On Monday, Aflac said it sold its entire holdings of Greek sovereign debt, totaling $270 million of par value, and exchanged a risky hybrid security for a higher-rated, fixed maturity debt instrument.
Aflac also reduced its risky European holdings through a privately negotiated deal with another European issuer.
The moves lowered the company's exposure to perpetual securities -- securities with no maturity date -- by $725 million of par value, or 8.4 percent of total perpetual securities at March 31, 2010, Aflac said in a statement.
The company still has exposure of $7.9 billion to hybrid securities at par value, company spokeswoman Laura Kane said.

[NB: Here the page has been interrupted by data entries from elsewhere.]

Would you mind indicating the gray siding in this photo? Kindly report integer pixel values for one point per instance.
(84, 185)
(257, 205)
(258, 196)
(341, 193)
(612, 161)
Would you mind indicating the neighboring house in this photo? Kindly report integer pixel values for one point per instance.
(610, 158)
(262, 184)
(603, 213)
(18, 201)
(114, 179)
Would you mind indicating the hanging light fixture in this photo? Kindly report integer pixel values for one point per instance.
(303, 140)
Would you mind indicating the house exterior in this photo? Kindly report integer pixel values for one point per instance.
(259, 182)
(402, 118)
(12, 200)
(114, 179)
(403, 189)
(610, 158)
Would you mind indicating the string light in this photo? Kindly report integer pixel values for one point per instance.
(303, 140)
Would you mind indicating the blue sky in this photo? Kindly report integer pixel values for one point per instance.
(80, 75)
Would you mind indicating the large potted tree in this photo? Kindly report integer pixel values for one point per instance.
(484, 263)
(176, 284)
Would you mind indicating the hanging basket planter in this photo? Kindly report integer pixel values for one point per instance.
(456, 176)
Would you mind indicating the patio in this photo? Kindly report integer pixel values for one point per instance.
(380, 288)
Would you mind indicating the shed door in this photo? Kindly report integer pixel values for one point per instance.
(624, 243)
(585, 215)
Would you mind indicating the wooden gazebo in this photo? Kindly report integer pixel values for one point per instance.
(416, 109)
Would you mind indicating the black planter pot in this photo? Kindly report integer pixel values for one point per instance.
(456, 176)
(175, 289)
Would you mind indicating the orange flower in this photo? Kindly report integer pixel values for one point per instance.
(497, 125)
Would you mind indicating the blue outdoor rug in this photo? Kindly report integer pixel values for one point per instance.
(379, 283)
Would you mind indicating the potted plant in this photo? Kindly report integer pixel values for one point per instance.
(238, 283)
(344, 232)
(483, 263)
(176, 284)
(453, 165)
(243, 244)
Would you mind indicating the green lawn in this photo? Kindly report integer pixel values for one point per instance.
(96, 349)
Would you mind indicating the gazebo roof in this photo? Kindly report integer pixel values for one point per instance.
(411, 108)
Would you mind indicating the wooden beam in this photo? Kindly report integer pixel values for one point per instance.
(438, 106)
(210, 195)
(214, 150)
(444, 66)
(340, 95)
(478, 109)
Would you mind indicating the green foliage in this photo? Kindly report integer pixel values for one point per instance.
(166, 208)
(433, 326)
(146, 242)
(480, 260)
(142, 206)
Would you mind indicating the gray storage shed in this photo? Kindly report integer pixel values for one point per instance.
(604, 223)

Aflac is the only major U.S. insurer with significant exposure to Greek debt. It invests worldwide in more sovereign bonds than any other insurance company.
A majority of Aflac's profit comes from its Japan unit, which has grown significantly in the recent past. It competes with American International Group's Alico unit, which is getting sold to MetLife.
The company's exposure to troubled euro zone economy Italy stood at $269 million, while that to Spain was $355 million as of March 31, spokeswoman Kane said in an email.
In contrast, Aflac's main rival Unum Group has no sovereign exposure to Greece, although it has $50 million in bank papers in the euro zone, excluding Greece, a spokesman told Reuters earlier this year.
Although the latest deals resulted in losses on a statutory accounting basis, they are likely to add about 20 points to its risk-based capital ratio, Chief Financial Officer Kriss Cloninger said.
"We continue to believe our objectives of increasing operating earnings per diluted share 9 percent to 12 percent in 2010 and 8 percent to 12 percent in 2011, before the impact of currency translation, are achievable," Cloninger said.
Aflac sees a second-quarter charge of $67 million from selling Greek debt, and a realized gain of about $80 million from reduced exposure to hybrid debt in the same period.